Last week I attended the Splunk Live! event in Amsterdam. This is an event which is organised by Splunk itself and is about learning the Splunk community about their product. Some speakers of the event Splunk CIO Doug Harr, Splunk Sales Engineer Marco Paniagua, but maybe even more interesting Splunk users Wiam Vos for Kadaster and Karl Lovink for Belastingdienst.
Splunk is an tool which collects data (any data!) of any amount, any location and any source. Since there is no upfront schema defined for Splunk you can really import any data you like. This is as Splunk tries to tell us the strength of their product. Splunk indexes all the data in receives on so called indexers and via a search-head you are able to search or view the data via a Dashboard. This can be done via basis search strings or via advanced graphs and/or apps.
Splunk can be downloaded and installed very easily. Once you installed it you can add sources an play around. Splunk indexes all the information you feed it and you can search an graph all that data in a way you like it. What is even greater is that you can use the Splunkbase to install apps. This can save you a lot of work since good apps are already developed by other people and you can use them to display specific needs. Some examples of apps to view application specific data are:
The default license is Free which gives you the ability to index 500MB per day. If you exceed this amount of data you need a Enterprise license. The price depends on the amount of data you index with Splunk per day. You also get some extra features like Access Control and Index Replication.

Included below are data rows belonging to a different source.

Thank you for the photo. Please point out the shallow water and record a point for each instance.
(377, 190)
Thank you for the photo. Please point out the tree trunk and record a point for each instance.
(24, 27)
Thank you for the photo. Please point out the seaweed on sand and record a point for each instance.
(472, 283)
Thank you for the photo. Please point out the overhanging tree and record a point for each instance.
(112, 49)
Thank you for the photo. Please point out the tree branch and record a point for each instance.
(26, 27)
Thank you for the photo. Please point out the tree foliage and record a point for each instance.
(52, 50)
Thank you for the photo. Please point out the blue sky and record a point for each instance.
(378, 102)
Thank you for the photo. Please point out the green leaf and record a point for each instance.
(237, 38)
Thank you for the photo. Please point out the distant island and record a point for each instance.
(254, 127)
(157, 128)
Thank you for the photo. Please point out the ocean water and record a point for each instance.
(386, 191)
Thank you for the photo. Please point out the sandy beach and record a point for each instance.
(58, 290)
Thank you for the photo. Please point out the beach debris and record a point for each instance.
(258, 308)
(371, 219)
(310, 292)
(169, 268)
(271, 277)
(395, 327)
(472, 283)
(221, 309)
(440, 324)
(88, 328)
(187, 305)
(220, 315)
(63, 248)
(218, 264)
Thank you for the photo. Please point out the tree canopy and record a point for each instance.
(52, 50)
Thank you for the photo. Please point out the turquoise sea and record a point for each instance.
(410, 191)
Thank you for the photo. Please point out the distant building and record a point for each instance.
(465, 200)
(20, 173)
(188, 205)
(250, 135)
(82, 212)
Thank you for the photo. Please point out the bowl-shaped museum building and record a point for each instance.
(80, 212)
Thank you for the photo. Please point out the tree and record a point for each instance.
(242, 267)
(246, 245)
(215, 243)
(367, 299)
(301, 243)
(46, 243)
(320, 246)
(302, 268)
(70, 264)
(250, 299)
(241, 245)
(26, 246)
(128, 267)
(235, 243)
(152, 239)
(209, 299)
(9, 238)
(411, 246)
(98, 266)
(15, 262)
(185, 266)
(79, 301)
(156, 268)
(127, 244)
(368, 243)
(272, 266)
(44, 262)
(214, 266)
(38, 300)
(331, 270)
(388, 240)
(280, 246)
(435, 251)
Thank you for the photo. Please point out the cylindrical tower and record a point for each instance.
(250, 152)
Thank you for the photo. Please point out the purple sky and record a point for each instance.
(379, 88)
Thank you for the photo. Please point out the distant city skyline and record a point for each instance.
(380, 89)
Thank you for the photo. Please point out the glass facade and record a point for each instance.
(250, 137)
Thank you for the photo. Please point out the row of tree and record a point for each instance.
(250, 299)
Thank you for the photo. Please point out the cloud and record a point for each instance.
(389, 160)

You could run Splunk in a virtual environment, but it is important to keep in mind that Splunk needs a lot of disk IO. therefor it might be better to use dedicated hardware for Splunk. To be sure the Splunk performs well on a virtualized environment you could give several Splunk virtual machines a dedicated amount CPU/memory/disk space.
For good performance it might also be wise to use separate machines for indexing and for searching. for example you could use a loadbalancer to load balance traffic between two locations, where on each side one search-head and one indexer is running. You could send data form all reporting devices to both indexers. In this way you geographical separate your data (for disaster recovery purposes) and balance the load of the servers as well, which enrich the user experience when using this tool.
In the short future I hope to do some tests with real network traffic and post some results here as well.